Many California employees, and especially workers of the State and local government agencies experience a very stressful work environment as a result of bad relationships with their co-workers and supervisors, that can range from the typical gossip and office politics to threats by one employee do have the other fired, or even threats of violence. Often, these kinds of conflicts result in great deal of stress, leading one or more employee to take stress leave, be placed on temporary disability due to stress or even be taken to an emergency room for immediate medical attention.
However, most of the above very common and serious issues at workplace, although wrong and unfair, are not illegal. The courts are understandably reluctant to intervene every time one worker calls the other a “bitch” or slams the door or throws documents in one’s face. There is a general consensus in the judicial community that it’s not the court’s job to resolve every dispute at workplace that is based on personal animosity or alike emotions, unless such disputes escalate to something more – other imminent threats of violence of discriminatory conduct (where an employee is clearly mistreated as a result of being a member of protected class, such as race, age, religion, ethnic origin, disability, etc.)
To recover for intentional infliction of emotional distress, the employer’s action must be shown to be “so extreme and outrageous as to go beyond all bounds of decency, and to be regarded as atrocious, and utterly intolerable in a civilized community” as California Supreme Court noted in Alcorn v.
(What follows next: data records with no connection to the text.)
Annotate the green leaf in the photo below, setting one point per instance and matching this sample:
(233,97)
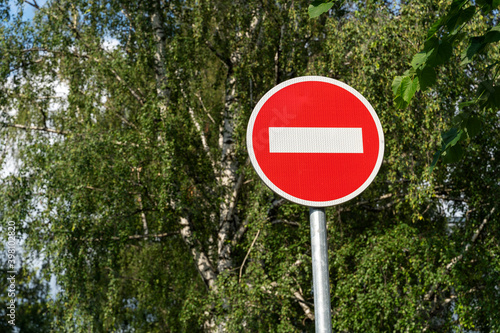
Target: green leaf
(448,152)
(435,27)
(419,60)
(453,154)
(493,35)
(442,54)
(396,84)
(464,104)
(319,7)
(427,77)
(451,137)
(409,88)
(460,17)
(473,126)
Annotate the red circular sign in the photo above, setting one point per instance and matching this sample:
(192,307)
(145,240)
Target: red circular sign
(315,141)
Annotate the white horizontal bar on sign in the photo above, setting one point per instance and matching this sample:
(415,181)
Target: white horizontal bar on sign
(315,140)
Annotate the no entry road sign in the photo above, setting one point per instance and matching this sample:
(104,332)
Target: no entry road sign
(315,141)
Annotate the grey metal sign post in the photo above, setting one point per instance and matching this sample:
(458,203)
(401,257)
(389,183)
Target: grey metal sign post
(321,281)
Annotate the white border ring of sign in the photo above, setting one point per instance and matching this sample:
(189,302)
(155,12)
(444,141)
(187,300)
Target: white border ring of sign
(276,189)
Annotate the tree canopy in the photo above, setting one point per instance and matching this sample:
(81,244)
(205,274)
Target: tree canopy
(127,121)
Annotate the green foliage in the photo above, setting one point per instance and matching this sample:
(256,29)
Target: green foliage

Anbro Eng. Inc. By definition, to be actionable the employer’s conduct must be more than just mere rudeness, insults or otherwise creating a stressful environment at workplace that’s typical to many other places of work.
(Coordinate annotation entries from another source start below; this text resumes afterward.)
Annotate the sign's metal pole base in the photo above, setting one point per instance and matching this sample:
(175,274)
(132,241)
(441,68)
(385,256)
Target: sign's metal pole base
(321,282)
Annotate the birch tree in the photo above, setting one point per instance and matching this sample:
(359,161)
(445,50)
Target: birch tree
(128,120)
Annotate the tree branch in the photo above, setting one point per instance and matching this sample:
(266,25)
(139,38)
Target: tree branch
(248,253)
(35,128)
Thus, such egregious conduct as racial and sexual discrimination and harassment at workplace, national origin harassment (using racial slur, etc ) are considered to be extreme and outrageous, and so are repeated threats, stated in graphic terms, may constitute extreme and outrageous conduct. On the other hand, termination by itself, criticism of performance, unfriendly demeanor and similar claims are not considered extreme and outrageous.
The liability also generally doesn’t extend to mere insults, indignities, annoyance, petty oppressions or other workplace trivialities. By nature, a workplace is an environment permeated with tension and insecurity about one’s status. There is no way for the law to intervene in every case where a worker’s feelings are hurt. But the law is of great help and protection, when the conduct that causes emotional distress goes too far.
Many conflicts have to be resolved within the workplace by addressing them with immediate supervisor, or – if ineffective – with executive management. An employee might feel that no one cares about his problems, but more often than not – there will be at least one executive at a company who will want to do the right thing and help resolve a conflict between workers. As an example, one typical step that a manager of a larger company can take, is transferring an employee to another department to distance him/her from another worker/s who he cannot get along with.